The Liberal Party of Canada is one of the world’s great political
institutions, and I feel fortunate to have the opportunity to seek its
leadership. During this exciting and important time for Liberals, I
encourage you to play an active part in the Party’s renewal and
leadership process.

Excuuuuse me. Is that what you thought all those years you were with the NDP? Or would you say it about any party that might provide you with a route to power? 

I know, it’s not like a political party is a sports team that you support through thick and thin for no good reason whatsoever, even when they let their manager go to the competition and so waste next year’s chances of reaching the premiership, the idiots. I mean what were they thinking? It’s obvious that Billy Davies has a huge amount to do with the near triumphs of the last two years, and PNE lets him go without a murmur? Jokers.

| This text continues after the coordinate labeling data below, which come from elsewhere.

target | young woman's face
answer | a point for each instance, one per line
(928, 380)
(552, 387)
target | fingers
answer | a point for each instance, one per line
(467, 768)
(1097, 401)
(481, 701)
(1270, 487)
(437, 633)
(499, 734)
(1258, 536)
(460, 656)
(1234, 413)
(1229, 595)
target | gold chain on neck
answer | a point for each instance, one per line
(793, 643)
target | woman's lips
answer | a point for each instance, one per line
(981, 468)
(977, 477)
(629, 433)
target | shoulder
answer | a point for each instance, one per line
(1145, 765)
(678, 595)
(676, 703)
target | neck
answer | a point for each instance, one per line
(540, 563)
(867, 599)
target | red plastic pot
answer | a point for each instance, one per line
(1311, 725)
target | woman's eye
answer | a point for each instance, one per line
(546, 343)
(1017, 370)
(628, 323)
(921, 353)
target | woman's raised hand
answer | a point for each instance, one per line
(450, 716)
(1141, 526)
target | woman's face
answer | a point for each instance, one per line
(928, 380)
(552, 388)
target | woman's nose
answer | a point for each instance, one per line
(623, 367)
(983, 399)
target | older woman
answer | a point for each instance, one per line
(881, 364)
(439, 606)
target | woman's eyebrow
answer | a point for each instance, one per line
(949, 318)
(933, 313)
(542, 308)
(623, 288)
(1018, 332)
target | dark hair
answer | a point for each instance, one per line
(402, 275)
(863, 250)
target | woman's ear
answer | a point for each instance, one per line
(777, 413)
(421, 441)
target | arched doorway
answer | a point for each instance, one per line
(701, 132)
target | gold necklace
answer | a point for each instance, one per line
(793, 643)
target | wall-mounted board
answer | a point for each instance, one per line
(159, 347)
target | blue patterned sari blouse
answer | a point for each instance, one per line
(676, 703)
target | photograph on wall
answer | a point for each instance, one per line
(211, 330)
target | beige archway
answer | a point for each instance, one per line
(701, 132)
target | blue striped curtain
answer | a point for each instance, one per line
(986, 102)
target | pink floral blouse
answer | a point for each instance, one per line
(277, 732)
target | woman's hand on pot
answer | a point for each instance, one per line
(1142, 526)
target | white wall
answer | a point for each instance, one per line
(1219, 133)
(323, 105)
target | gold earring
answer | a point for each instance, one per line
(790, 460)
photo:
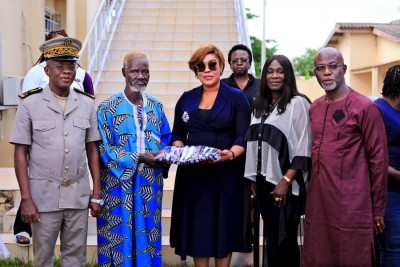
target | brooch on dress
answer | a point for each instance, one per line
(185, 117)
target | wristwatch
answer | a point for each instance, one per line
(98, 201)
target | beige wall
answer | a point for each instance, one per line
(367, 56)
(387, 51)
(362, 50)
(21, 34)
(309, 87)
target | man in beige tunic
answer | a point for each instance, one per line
(55, 136)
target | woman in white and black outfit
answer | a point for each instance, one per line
(277, 161)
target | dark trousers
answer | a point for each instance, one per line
(275, 253)
(20, 226)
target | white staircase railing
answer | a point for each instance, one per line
(98, 40)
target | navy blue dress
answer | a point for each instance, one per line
(390, 238)
(209, 203)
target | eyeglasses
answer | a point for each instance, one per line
(242, 60)
(51, 34)
(61, 68)
(137, 72)
(331, 67)
(212, 65)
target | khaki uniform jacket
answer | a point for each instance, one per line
(58, 173)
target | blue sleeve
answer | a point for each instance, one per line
(112, 151)
(165, 130)
(179, 130)
(242, 118)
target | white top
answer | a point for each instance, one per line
(291, 130)
(36, 77)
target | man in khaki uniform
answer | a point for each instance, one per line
(55, 136)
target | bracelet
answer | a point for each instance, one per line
(287, 179)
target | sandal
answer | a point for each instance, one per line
(23, 239)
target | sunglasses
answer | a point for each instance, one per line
(212, 65)
(331, 67)
(242, 60)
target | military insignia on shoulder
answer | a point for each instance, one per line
(84, 93)
(30, 92)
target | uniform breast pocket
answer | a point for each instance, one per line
(43, 132)
(80, 127)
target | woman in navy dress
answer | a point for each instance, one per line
(208, 218)
(390, 106)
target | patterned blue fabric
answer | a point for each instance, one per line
(129, 228)
(183, 155)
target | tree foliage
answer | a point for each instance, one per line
(304, 64)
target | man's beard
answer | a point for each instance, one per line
(329, 87)
(136, 88)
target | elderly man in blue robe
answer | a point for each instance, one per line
(133, 128)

Sorry – what was I saying? Oh yes. Changing your mind is OK, but either his political past counts for something or it doesn’t. Bob Rae seems to want the best of both worlds – he wants to disavow his NDP past ("I drifted" he says)  and yet his only real qualification as a potential prime minister comes from his NDP background and all the work that those in the NDP did to put him in the premier’s office. As someone who knocked on a fair number of doors in that campaign, I resent his attitude – he wants to capitalize on the work that many volunteers did, and yet discredit it at the same time.